I was born about 1:10pm on a Wednesday. My mother always said, “I knew the minute you were born!” like that was unusual. I think because from her experience, women were doped up and pretty much unconscious, which is sad, to me. I was the 2nd child and my older brother 8 years older than me. Probably, I took a lot of our parents’ attention that he was used to absorbing. They tried for 2 years to get pregnant for me, & then got the other gender, so I figure I was the center of their world for awhile. Until my sister came along 2 1/2 years later. And then our younger brother 5 years after that! So I was 7 1/2 years from one brother, 8 years from the next. It was my sister & I in the middle.— My dad was a professor and he loved to take 3-4 weeks of his summer and roam around out West. We went to the Grand Canyon, Bryce Canyon, Zion National Park, Yosemite and the Redwoods, Canada and Mexico. My birthday usually occurred on a trip. I can’t really remember hardly anything that I really wanted for my birthday, I think because it was celebrated away from home. I remember more, what I wanted for Christmas. Dolls……. Raggedy Ann, Barbie, “Miss Ideal”, Tiny Tears. Nancy Drew mysteries. A stingray bike. One thing I DO remember I really wanted was a transistor radio for my 16th birthday. My dad said they couldn’t find the one I wanted, they’d get it later.

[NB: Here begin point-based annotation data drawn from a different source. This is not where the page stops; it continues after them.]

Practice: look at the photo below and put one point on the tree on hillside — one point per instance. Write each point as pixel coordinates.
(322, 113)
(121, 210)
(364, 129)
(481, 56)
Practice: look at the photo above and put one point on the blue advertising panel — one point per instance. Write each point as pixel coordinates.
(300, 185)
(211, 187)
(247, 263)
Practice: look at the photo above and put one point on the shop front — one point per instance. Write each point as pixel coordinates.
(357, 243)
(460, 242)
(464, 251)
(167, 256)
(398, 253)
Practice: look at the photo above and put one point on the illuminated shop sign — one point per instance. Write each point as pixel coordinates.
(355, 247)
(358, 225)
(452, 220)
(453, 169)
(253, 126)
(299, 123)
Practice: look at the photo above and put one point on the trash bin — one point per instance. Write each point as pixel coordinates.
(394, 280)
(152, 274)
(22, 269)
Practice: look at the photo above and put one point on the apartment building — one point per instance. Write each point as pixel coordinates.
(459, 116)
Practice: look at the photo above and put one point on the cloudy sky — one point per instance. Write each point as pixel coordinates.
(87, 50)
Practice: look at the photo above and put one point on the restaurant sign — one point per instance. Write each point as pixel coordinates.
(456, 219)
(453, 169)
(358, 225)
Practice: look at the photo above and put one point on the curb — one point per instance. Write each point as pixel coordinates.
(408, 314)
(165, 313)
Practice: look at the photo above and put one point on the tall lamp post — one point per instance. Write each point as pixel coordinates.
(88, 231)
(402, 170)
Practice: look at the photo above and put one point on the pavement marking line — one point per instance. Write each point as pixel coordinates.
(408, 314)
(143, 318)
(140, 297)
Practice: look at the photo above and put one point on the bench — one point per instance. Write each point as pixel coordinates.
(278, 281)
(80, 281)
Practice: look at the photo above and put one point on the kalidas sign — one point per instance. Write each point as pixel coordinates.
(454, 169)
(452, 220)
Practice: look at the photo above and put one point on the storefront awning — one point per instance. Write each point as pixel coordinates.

We had the birthday dinner, I went to bed, then I heard this loud rock & roll-type music playing…….. went downstairs, there was the RADIO, my radio. My dad liked to play games & tricks like that on us. He died 9 days later at the age of 50, on my mom’s birthday. I have lived 14 more years than he was able to. He never met a grandchild. I have 6. No one ever knows how long they have on this earth, to be with your loved ones. Life is a gift of God. I appreciate all the bounties I have been given to have lived this long. May I enjoy many more.